FILE - In this June 24, 2016, file photo, North Carolina Attorney General Roy Cooper speaks during a forum in Charlotte, N.C. North Carolina legislators will repeal the contentious HB2 law that limited protections for LGBT people and led to an economic backlash, the state's incoming governor, Roy, said Monday, Dec. 19. (AP Photo/Chuck Burton, File)

RALEIGH, N.C. (AP) — North Carolina legislators will repeal the contentious HB2 law that limited protections for LGBT people and led to an economic backlash, the state’s incoming governor said Monday.

Gov.-elect Roy Cooper made the surprising announcement just weeks before he takes office and shortly after the Charlotte City Council voted to repeal its own local nondiscrimination ordinance enacted in early 2016. It was that ordinance that Republicans blamed for the statewide law.

“Senate Leader Phil Berger and House Speaker Tim Moore assured me that as a result of Charlotte’s vote, a special session will be called for Tuesday to repeal HB2 in full. I hope they will keep their word to me and with the help of Democrats in the legislature, HB2 will be repealed in full,” the Democrat said in a statement.

Outgoing Republican Gov. Pat McCrory, who narrowly lost the November election to Cooper, issued a statement saying he will call the special session but also accusing Democrats of using the issue for political gain.

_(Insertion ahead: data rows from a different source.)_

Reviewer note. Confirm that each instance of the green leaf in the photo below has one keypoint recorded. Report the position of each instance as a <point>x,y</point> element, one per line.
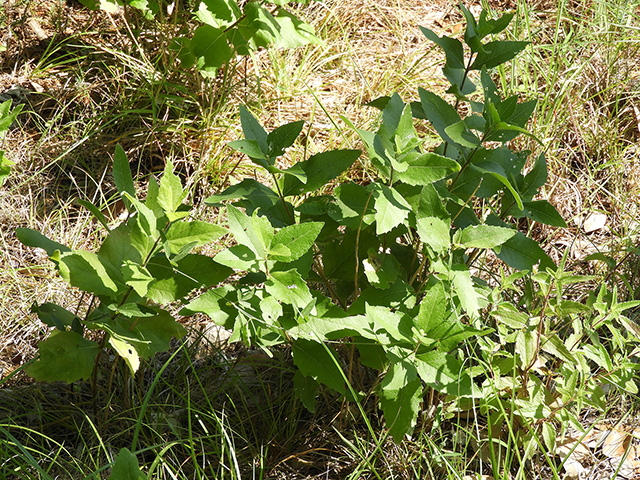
<point>126,467</point>
<point>64,356</point>
<point>170,194</point>
<point>496,53</point>
<point>390,207</point>
<point>254,232</point>
<point>33,238</point>
<point>543,212</point>
<point>353,206</point>
<point>250,190</point>
<point>482,236</point>
<point>289,287</point>
<point>283,137</point>
<point>215,305</point>
<point>297,238</point>
<point>522,253</point>
<point>460,133</point>
<point>122,174</point>
<point>195,232</point>
<point>172,283</point>
<point>320,169</point>
<point>444,373</point>
<point>293,31</point>
<point>526,347</point>
<point>318,362</point>
<point>90,273</point>
<point>400,396</point>
<point>435,232</point>
<point>425,169</point>
<point>54,315</point>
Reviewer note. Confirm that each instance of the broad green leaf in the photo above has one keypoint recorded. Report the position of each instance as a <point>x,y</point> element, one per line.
<point>170,194</point>
<point>444,373</point>
<point>297,238</point>
<point>385,322</point>
<point>463,285</point>
<point>126,467</point>
<point>320,169</point>
<point>195,232</point>
<point>172,283</point>
<point>253,232</point>
<point>122,174</point>
<point>218,13</point>
<point>400,396</point>
<point>496,53</point>
<point>318,362</point>
<point>289,287</point>
<point>283,137</point>
<point>64,356</point>
<point>238,257</point>
<point>33,238</point>
<point>522,253</point>
<point>462,135</point>
<point>210,48</point>
<point>482,236</point>
<point>435,232</point>
<point>88,272</point>
<point>390,207</point>
<point>526,347</point>
<point>543,212</point>
<point>425,169</point>
<point>353,206</point>
<point>215,305</point>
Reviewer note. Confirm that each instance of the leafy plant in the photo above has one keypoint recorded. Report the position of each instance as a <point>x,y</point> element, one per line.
<point>388,265</point>
<point>142,264</point>
<point>7,117</point>
<point>225,29</point>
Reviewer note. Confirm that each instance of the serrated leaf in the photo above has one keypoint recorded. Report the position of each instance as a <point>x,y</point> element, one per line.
<point>425,169</point>
<point>482,236</point>
<point>64,356</point>
<point>435,232</point>
<point>496,53</point>
<point>320,169</point>
<point>444,373</point>
<point>400,397</point>
<point>172,283</point>
<point>297,238</point>
<point>390,207</point>
<point>196,233</point>
<point>315,360</point>
<point>289,287</point>
<point>88,272</point>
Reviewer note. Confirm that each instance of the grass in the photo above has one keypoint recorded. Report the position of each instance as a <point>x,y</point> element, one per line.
<point>229,412</point>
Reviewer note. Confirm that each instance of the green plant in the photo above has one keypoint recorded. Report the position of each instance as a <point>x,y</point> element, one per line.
<point>7,117</point>
<point>388,265</point>
<point>225,29</point>
<point>143,263</point>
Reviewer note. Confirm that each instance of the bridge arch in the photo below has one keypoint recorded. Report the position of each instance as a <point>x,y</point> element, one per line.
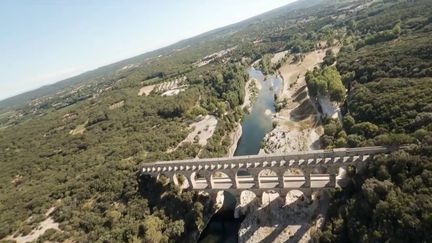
<point>294,178</point>
<point>245,179</point>
<point>221,180</point>
<point>163,178</point>
<point>181,180</point>
<point>199,180</point>
<point>268,178</point>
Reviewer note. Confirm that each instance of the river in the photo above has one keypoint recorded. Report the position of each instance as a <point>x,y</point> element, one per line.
<point>223,227</point>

Repealing the law would be a remarkable sign of cooperation for the incoming governor and the GOP-controlled legislature. Just last week, lawmakers called a special session and stripped Cooper of some of his authority when he takes office next month.

The Charlotte council’s move is contingent on North Carolina legislators fully repealing HB2 by Dec. 31.

HB2 requires transgender people to use restrooms corresponding with the sex on their birth certificate in many public buildings. It also excludes sexual orientation and gender identity from statewide antidiscrimination protections.

McCrory and lawmakers have defended the bathroom provisions as providing privacy and safety by keeping men out of women’s restrooms. Opponents of the law call it discriminatory.

McCrory complained again about Charlotte’s ordinance and accused Democrats of playing politics with the issue.

“This sudden reversal with little notice after the gubernatorial election sadly proves this entire issue originated by the political left was all about politics and winning the governor’s race at the expense of Charlotte and our entire state,” the statement said.

Representatives for Berger and Moore didn’t immediately respond to messages seeking comment.

Since HB2 passed in March, North Carolina has suffered a backlash that has included companies declining to expand in the state and cancellations of rock concerts. The NCAA and ACC have also moved college sports events out of the state.

The law was also seen as a factor in McCrory’s narrow loss to Cooper in the governor’s race, even as fellow Republicans U.S. Sen. Richard Burr and President-elect Donald Trump won the state by comfortable margins. McCrory was the first sitting North Carolina governor elected to a four-year term to lose a re-election bid.

Republicans had long maintained that the statewide law was necessary to counteract the Charlotte ordinance that would have ensured transgender people’s right to restrooms corresponding to their gender identities. The Charlotte measure was nullified by HB2. Republicans have said the ordinances’ repeal was needed before they would consider getting rid of the statewide law.

In a statement after its vote, the Charlotte City Council said it remains committed to protecting all people’s rights but that it was willing to take action with the state to “restore our collective reputation.”

“The Charlotte City Council recognizes the ongoing negative economic impact resulting from the passage of the City’s Non-Discrimination Ordinance and the State’s House Bill 2,” the statement said.

The state was sued by the federal Justice Department and transgender residents over HB2, while McCrory, Berger and Moore went to court to defend it. Much of that litigation has been delayed while the U.S. Supreme Court hears a separate case from Virginia on transgender restroom access.